Zippy currently operates in 17 states, with plans to operate in more than half the country by the end of 2023.

It is a technology-focused lender. The company offers a digital borrower portal where community home sellers can manage their customer's loan progress in real time. The portal provides loan status updates, document requests, closing updates and digital marketing tools.

Zippy said it provides a similar portal experience for manufactured home buyers but it also offers consumers a loan officer to guide the process from start to finish.

"Zippy is providing an integral part of the equation to increase access to affordable housing by giving homebuyers more competitive financing options," Wesley Gottesman, a partner at Brand Foundry, said in the lender's press release. "We are thrilled to continue to support them in democratizing access to home ownership while pushing the entire manufactured housing industry forward."

Brand Foundry wrote the first check when the two-year-old Zippy was just getting started.

"We're grateful to Wesley Gottesman and the Brand Foundry team for the support and commitment to Zippy's mission from the beginning and betting on our vision and technology," said Ben Halliday, Zippy co-founder and CEO. "None of these achievements would be possible without them (Brand Foundry and repeat investors), our customers, our team and our community operator partners."

Manufactured housing is seen as an affordable alternative in today's market. But financing them can be difficult. This is one area of low-balance mortgage lending that a Pew Charitable Trust report highlighted as a higher cost alternative consumers are forced to turn to. Part of that is related to per loan profitability, not just the lack of secondary market alternatives.
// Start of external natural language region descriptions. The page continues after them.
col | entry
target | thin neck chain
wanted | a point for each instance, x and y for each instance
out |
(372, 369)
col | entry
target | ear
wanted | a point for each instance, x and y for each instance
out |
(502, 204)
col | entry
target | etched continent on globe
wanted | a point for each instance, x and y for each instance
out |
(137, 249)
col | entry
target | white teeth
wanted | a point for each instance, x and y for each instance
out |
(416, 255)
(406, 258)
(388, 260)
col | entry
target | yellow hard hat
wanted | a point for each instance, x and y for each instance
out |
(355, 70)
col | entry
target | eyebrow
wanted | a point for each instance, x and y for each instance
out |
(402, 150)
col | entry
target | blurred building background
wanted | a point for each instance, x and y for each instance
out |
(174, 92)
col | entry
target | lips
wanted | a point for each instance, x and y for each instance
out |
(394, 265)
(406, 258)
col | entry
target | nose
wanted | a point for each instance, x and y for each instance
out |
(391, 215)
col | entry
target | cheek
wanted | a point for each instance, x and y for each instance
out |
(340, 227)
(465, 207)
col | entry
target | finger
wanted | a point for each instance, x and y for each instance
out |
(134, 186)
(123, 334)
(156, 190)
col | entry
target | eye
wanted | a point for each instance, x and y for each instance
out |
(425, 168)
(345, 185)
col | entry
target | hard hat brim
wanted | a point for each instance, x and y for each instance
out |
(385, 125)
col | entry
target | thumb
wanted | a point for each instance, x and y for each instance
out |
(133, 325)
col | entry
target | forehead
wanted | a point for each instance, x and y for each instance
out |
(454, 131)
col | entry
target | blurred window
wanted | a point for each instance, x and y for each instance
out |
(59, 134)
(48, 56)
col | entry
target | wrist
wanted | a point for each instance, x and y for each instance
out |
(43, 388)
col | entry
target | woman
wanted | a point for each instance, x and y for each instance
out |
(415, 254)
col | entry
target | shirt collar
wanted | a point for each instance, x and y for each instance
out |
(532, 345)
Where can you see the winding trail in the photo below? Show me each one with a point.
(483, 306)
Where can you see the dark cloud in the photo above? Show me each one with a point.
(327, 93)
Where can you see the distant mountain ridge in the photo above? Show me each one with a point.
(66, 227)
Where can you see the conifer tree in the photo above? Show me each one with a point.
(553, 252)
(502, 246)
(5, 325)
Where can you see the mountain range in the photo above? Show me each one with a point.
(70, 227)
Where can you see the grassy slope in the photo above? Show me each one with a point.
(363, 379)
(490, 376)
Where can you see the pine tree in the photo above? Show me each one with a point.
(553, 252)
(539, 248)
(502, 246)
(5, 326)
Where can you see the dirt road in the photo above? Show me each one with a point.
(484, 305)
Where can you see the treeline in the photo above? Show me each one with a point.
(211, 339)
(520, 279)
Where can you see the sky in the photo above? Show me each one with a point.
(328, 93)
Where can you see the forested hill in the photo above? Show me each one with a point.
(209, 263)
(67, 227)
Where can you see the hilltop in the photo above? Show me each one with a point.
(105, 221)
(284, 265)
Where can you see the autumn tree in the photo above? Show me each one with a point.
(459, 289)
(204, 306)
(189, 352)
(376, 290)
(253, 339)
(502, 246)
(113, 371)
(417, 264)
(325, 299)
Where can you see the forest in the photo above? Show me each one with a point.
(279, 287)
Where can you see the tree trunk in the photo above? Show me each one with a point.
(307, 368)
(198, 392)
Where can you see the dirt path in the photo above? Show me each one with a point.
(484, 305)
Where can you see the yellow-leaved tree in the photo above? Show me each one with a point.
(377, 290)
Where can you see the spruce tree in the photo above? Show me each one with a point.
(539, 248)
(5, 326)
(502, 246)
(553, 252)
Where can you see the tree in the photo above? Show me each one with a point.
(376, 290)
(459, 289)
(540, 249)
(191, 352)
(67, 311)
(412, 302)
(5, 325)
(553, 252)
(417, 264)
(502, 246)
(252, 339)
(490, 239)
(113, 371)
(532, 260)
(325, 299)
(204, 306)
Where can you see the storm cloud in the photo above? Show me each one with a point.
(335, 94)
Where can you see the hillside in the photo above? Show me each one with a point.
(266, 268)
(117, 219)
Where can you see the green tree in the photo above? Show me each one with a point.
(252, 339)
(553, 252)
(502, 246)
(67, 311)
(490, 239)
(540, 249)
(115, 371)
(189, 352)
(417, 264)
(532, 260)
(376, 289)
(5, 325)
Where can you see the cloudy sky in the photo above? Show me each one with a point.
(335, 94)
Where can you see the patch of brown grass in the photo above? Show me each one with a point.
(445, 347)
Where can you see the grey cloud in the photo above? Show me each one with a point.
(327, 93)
Chattel loans are typically used where the borrower does not own or have a contract to purchase the land where the manufactured home is to be placed. 

While Fannie Mae and Freddie Mac have committed to purchase chattel loans as part of their duty-to-serve plans, they have yet to provide such financing on a large scale.

Last week UMH Properties, a real estate investment trust that owns manufactured housing communities, said it sold 44 new homes in the second quarter for $8.2 million. That is a dollar-volume increase of 17% from $7 million for the second quarter of 2022. It was also above $7.3 million in second quarter sales that Wedbush Securities analyst Jay McCanless was expecting.  

Year-to-date, gross sales totaled $15.5 million from 83 transactions, up 37% from $11.3 million in 2022. The release did not disclose where and what type of financing the buyers obtained.

UMH has over $3 million of manufactured home sales in its pipeline.

The publicly traded REIT raised $45.1 million of common and $15.6 million in preferred equity during the quarter. It also repaid $58 million of maturing mortgages secured by its communities. It does not have any loan maturing in 2024.

McCanless cited financing as one of the risks to his analysis of UMH.

"In most major downturns in the business cycle, we have seen the level of mortgage debt, chattel mortgage financing, and overall liquidity available to the manufactured housing industry cut off by the private market and greatly tightened by the agencies (Fannie, Freddie, and FHA/HUD)," McCanless wrote. "Today, both of the GSEs are looking at how expanded lending to manufactured communities can address their 'duty to serve' obligations."

Furthermore, various policy groups that had been opposed to the sector in general are now "warming to the industry," he continued, putting the analysis "on the right side of a cyclical item, the financing/liquidity equation."

UMH's formal earnings release is scheduled for Aug. 8.